The Star Wars prequels have been much maligned by long-term fans of the franchise (particularly Episode II, widely derided as the worst in the series), but they were instrumental in the development of digital cameras being used in Hollywood.
In fact, Attack of the Clones was the first ever science fiction film, and the third film ever, shot entirely on digital cameras (the Sony CineAlta F900, which was intended to film the 1999 Star Wars Episode I: The Phantom Menace in its entirety, but Sony could not produce enough cameras in time).
However, an unforeseen side effect in filming meant that the on-set audio for the film was rendered completely unusable.
"He was also pioneering digital cameras, which we used on the second episode and the third episode," McGregor told British GQ. "It took too long to change a lens, so they just had a zoom lens on them, and we had two of them. They had huge umbilical cords coming out the back to this tent in the corner of the set that hummed, literally hummed.
"And they discovered after we'd finished shooting that they hummed in the frequency of the human voice, so we had to redo every single line of the second film is ADR [automated dialog recording, where actors have to lip-sync their lines in post production]."
Watch video: Ewan McGregor talks Star Wars
Given all the extra work, and the pioneering effort to transform cinema in general, it was extra painful to the cast and crew for the prequel films to then be received so poorly by Star Wars fans.
"The fighting took months to learn, we did the best we could to make it the best it could be, and I think we did. To then have them released and for the noise coming back to be like, [deflated groan], was really hard.
"But now, I meet the generation we made them for.
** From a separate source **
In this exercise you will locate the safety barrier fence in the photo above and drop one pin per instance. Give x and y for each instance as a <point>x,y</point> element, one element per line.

You know, I meet the young people who were kids then, who for them, our Star Wars films were their Star Wars films. And the Seventies films are, they don't have the same relationship with them.
"And it's really nice for me, that's really part of the reason I decided to do the TV series [Obi-Wan Kenobi], because I was aware of that. I mean, really there's a genuine appreciation of those films and it's funny to feel it, like, 15, 20 years later. But it's nice to feel it 15, 20 years later."
You can watch the entire Star Wars saga, including the new Obi-Wan Kenobi series, on Disney+.
Correction: The original version of this story, published on 02 August, inferred that the humming was caused by the lenses being used. We have since clarified that the humming was actually generated by the equipment inside the tent, not by the cameras or lenses.